M. B a été admis au bénéfice de l'aide juridictionnelle totale par une décision du 29 juin 2022.

Vu les autres pièces du dossier ;

Vu :

- la convention européenne de sauvegarde des droits de l'homme et des libertés fondamentales ;

- l'accord franco-algérien du 27 décembre 1968 relatif à la circulation, à l'emploi et au séjour des ressortissants algériens et de leurs familles ;

- le code de l'entrée et du séjour des étrangers et du droit d'asile ;

- le code des relations entre le public et l'administration ;

- la loi n° 91-647 du 10 juillet 1991 ;

- le code de justice administrative ;

Considérant ce qui suit :

1. Aux termes du dernier alinéa de l'article R. 222-1 du code de justice administrative : " Les présidents des cours administratives d'appel () peuvent, () par ordonnance, rejeter (), après l'expiration du délai de recours ou, lorsqu'un mémoire complémentaire a été annoncé, après la production de ce mémoire les requêtes d'appel manifestement dépourvues de fondement. () ".

2. M. B, ressortissant algérien né le 27 juillet 1987, est entré en France en 2017, selon ses déclarations. Il a présenté une demande de titre de séjour en qualité d'étranger malade qui a été rejetée par décisions du préfet de l'Isère du 11 juillet 2019, assorti d'une obligation de quitter le territoire français dans le délai de trente jours. Ces décisions ont été confirmées par le tribunal de Grenoble le 10 mars 2020. Par arrêté du 17 juin 2021, le préfet de la Haute-Savoie lui a fait obligation de quitter le territoire, a désigné le pays de renvoi, lui a interdit le retour sur le territoire durant deux ans et l'a informé de ce qu'il faisait l'objet d'un signalement aux fins de non-admission dans le système d'information Schengen pour la durée de cette interdiction de retour. M. B fait appel du jugement par lequel le tribunal administratif de Grenoble a rejeté sa demande tendant à l'annulation de ces décisions.

3. En premier lieu, les nouvelles pièces apportées au dossier, notamment les certificats médicaux, au demeurant postérieurs à la décision contestée, ne sont pas de nature à démontrer que la décision portant obligation de quitter le territoire français est entachée d'erreur manifeste d'appréciation.

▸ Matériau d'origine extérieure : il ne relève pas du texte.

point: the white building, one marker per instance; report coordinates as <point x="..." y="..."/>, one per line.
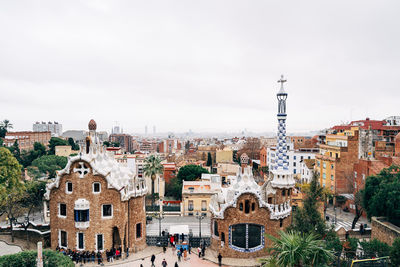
<point x="54" y="127"/>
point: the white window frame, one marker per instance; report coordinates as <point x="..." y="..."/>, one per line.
<point x="95" y="236"/>
<point x="66" y="187"/>
<point x="77" y="241"/>
<point x="99" y="188"/>
<point x="59" y="238"/>
<point x="112" y="212"/>
<point x="59" y="211"/>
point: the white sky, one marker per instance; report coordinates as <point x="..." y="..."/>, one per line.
<point x="200" y="65"/>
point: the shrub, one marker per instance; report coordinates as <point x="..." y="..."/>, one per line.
<point x="28" y="259"/>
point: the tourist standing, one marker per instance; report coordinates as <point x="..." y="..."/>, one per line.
<point x="219" y="259"/>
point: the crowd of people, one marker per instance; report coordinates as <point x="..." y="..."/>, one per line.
<point x="79" y="256"/>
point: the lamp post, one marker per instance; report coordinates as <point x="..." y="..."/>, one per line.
<point x="200" y="217"/>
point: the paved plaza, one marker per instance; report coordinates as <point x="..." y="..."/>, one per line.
<point x="6" y="249"/>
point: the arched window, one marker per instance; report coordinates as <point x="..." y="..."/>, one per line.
<point x="247" y="206"/>
<point x="246" y="237"/>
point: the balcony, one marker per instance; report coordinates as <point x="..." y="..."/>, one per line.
<point x="82" y="225"/>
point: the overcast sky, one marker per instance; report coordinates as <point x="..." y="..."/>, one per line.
<point x="200" y="65"/>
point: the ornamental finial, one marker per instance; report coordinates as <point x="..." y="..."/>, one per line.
<point x="282" y="81"/>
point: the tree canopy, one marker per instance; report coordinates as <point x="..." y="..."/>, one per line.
<point x="49" y="164"/>
<point x="55" y="141"/>
<point x="381" y="195"/>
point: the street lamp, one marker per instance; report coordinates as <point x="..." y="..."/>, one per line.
<point x="159" y="218"/>
<point x="200" y="217"/>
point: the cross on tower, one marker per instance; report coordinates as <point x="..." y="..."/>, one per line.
<point x="282" y="81"/>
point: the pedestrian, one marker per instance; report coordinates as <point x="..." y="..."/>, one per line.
<point x="219" y="259"/>
<point x="179" y="255"/>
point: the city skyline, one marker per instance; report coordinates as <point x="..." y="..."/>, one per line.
<point x="176" y="70"/>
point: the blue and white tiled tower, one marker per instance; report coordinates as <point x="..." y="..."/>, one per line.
<point x="282" y="177"/>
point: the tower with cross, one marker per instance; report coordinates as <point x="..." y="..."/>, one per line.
<point x="280" y="170"/>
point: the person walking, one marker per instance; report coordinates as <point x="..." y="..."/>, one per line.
<point x="220" y="259"/>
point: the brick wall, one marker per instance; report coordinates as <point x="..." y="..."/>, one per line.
<point x="384" y="231"/>
<point x="82" y="188"/>
<point x="234" y="216"/>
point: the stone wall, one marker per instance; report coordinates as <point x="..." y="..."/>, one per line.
<point x="384" y="231"/>
<point x="82" y="188"/>
<point x="232" y="216"/>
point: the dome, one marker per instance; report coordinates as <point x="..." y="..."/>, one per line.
<point x="92" y="125"/>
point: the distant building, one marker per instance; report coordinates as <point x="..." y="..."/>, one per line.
<point x="26" y="140"/>
<point x="124" y="140"/>
<point x="54" y="127"/>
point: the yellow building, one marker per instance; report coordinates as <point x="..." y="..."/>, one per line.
<point x="196" y="196"/>
<point x="224" y="155"/>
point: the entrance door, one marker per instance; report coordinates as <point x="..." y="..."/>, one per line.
<point x="116" y="238"/>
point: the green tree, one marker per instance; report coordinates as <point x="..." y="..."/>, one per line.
<point x="395" y="252"/>
<point x="11" y="187"/>
<point x="49" y="164"/>
<point x="72" y="143"/>
<point x="5" y="125"/>
<point x="55" y="141"/>
<point x="209" y="159"/>
<point x="381" y="195"/>
<point x="308" y="219"/>
<point x="152" y="167"/>
<point x="294" y="249"/>
<point x="28" y="259"/>
<point x="186" y="173"/>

4. En second lieu, sauf en ce qui concerne le moyen ci-dessus analysé, la requête de M. B se borne à reprendre l'énoncé des moyens invoqués devant les premiers juges. Ces moyens ont été écartés à bon droit par le jugement du tribunal administratif de Grenoble. Il y a lieu, dès lors, par adoption des motifs du jugement attaqué, à l'encontre desquels le requérant ne formule aucune critique utile ou pertinente, d'écarter ces autres moyens.

5. Il résulte de ce qui précède que la requête de M. B est manifestement dépourvue de fondement. Dès lors, elle doit être rejetée, y compris en ses conclusions aux fins d'injonction et de mise à la charge de l'État des frais exposés et non compris dans les dépens.

ORDONNE :

Article 1er : La requête de M. B est rejetée.

Article 2 : La présente ordonnance sera notifiée à M. A B et au ministre de l'intérieur et des outre-mer. Copie en sera adressée au préfet de la Haute-Savoie.

Fait à Lyon, le 31 octobre 2022.

Le président,

La République mande et ordonne au ministre de l'intérieur et des outre-mer en ce qui le concerne ou à tous commissaires de justice à ce requis en ce qui concerne les voies de droit commun contre les parties privées, de pourvoir à l'exécution de la présente décision.